Scientists in China and Germany have designed an artificial color-changing material that mimics chameleon skin, with luminogens (molecules that make crystals glow) organized into different layers of core and shell hydrogel instead of a uniform matrix. The results, published on May 6 in the journal Cell Reports Physical Science, demonstrate that a dual luminogen hydrogel chemosensor developed with this design can detect the freshness of seafood by changing color in response to amine vapors released by microbes when fish spoil. The material can also be used to advance the development of expandable electronics, dynamic camouflage robots, and anti-counterfeiting technologies.
“This new nucleus-shell arrangement does not require careful choice of luminogen pairs, nor elaborate design and regulation of the complex photophysical interactions between different luminogens,” says Tao Chen, professor at the Ningbo Institute of Materials Technology and Engineer at the Chinese Academy of Sciences and author of the study. “These advantages are important for the future construction of robust multi-color material systems with unmatched performance yet.”
While scientists have long contemplated developing flexible materials that can easily fluctuate between a wide range of fluorescent colors, synthetic materials are rarely able to change hue as skillfully as chameleons.
“Most flexible artificial color change materials have been prepared by simultaneously incorporating two or more reactive luminogens into a single elastomeric or hydrogel matrix,” explains Chen. “On the other hand, the organization of different iridophores into two superimposed structured core-shell layers is an evolutionary novelty for panther chameleons that allows their skins to display complex structural colors.”
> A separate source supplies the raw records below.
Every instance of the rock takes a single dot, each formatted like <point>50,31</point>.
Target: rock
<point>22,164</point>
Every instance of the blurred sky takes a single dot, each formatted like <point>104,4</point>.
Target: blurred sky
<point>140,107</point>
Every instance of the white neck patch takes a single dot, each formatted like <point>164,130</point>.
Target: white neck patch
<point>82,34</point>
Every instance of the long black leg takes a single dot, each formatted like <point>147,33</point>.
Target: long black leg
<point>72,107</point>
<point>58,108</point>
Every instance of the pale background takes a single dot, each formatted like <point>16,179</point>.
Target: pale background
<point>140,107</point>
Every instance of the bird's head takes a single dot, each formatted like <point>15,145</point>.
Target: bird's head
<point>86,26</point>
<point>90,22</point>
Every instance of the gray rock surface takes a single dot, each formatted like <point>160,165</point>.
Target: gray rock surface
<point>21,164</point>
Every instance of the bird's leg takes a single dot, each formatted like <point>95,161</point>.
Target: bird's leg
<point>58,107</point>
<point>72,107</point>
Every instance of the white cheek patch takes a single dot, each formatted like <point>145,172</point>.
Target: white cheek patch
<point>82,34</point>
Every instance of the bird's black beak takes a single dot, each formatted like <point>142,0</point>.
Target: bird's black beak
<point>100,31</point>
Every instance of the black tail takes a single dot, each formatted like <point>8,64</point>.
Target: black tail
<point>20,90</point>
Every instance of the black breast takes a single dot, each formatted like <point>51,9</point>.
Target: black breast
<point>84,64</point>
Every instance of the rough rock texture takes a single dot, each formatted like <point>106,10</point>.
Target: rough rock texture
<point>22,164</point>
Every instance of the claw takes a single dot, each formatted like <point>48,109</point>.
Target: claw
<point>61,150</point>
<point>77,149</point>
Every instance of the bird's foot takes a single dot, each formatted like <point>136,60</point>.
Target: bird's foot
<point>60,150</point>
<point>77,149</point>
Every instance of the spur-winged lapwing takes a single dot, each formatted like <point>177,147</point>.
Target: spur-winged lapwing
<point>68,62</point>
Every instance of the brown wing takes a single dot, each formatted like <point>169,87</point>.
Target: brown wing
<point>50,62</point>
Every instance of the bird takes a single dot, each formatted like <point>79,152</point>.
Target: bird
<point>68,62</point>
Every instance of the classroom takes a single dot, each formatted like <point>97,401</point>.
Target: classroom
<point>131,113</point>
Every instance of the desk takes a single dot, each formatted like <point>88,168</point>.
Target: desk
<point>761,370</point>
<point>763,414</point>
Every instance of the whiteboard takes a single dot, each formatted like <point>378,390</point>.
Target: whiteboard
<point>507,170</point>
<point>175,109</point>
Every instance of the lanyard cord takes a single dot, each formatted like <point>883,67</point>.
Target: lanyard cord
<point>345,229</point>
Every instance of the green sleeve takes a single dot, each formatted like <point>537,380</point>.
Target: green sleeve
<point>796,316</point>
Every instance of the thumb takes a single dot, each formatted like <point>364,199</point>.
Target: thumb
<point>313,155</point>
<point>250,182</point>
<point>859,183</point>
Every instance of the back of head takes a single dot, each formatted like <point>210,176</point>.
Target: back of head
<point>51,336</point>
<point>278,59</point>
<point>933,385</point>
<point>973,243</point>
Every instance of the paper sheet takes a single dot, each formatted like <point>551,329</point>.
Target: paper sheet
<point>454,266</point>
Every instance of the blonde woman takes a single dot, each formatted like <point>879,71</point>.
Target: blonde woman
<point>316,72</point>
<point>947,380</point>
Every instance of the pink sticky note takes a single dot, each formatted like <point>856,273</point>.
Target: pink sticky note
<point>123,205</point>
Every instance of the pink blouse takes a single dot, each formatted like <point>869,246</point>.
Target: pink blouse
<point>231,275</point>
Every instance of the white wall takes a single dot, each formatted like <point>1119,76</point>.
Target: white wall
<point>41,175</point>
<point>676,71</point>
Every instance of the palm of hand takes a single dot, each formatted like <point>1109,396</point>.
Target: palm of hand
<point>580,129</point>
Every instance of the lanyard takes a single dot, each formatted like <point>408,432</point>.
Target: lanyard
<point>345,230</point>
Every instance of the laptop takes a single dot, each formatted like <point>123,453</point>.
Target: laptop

To determine whether artificial color-changing materials could be imbued with the natural core-shell structure of chameleon skin, Wei Lu, a researcher at the Ningbo Institute of Materials Technology and Engineering at the Chinese Academy of Sciences , and his colleagues have developed a multi-luminogen. hydrogen system layered from the inside to the outside. First, the researchers synthesized a hydrogel with a red fluorescent core, which would serve as a template for the other layers. This core hydrogel was incubated in various aqueous solutions of Europium, after which the gel was incubated in a growth solution containing sodium alginate and reactive blue / green fluorescent polymers. The spontaneous diffusion of Europium ions from the central hydrogel into the surrounding solution triggered the formation of blue and green hydrogel layers.
Due to the way the central and shell layers of hydrogels overlapped, they could turn from red to blue or green when triggered by changes in temperature or pH. The authors also note that the emission color of the blue and green fluorescent layers could be adjusted, allowing the material to display colors of almost the entire visible spectrum.
“The diffusion-induced interfacial polymerization proposed to prepare core-shell materials is found to be general,” says Chen. “It is therefore expected that the proposed synthetic strategy will be extended to produce other soft color change materials, such as smart hydrogels or elastomers with stimuli sensitive structural color or pigment color change. “
To test the abilities of a chemosensor made from a dual-luminogen hydrogel to detect the freshness of seafood, Lu and his colleagues sealed test strips made from the material in boxes containing fresh shrimp or of fish for 50 hours. The test strip stored with seafood below -10 ° C barely changed from its original fluorescent red color, indicating that the food was still fresh, while the test strip stored with seafood at 30 ° C changed to a bright green tint, indicating that the food was spoiled.
Chen suggests that the new core-shell hydrogels and the diffusion-induced interfacial polymerization strategy used to make them could prove useful in a wide range of scientific fields, including robotics.
“In the near future, we plan to use the chameleon skin-shaped core-shell hydrogels to prepare biomimetic soft camouflage skins, which can be used to mimic the various color-changing functions of the skins of organisms. alive and to help achieve desirable assets. camouflage, display and alarm functions in robots, ”explains Chen.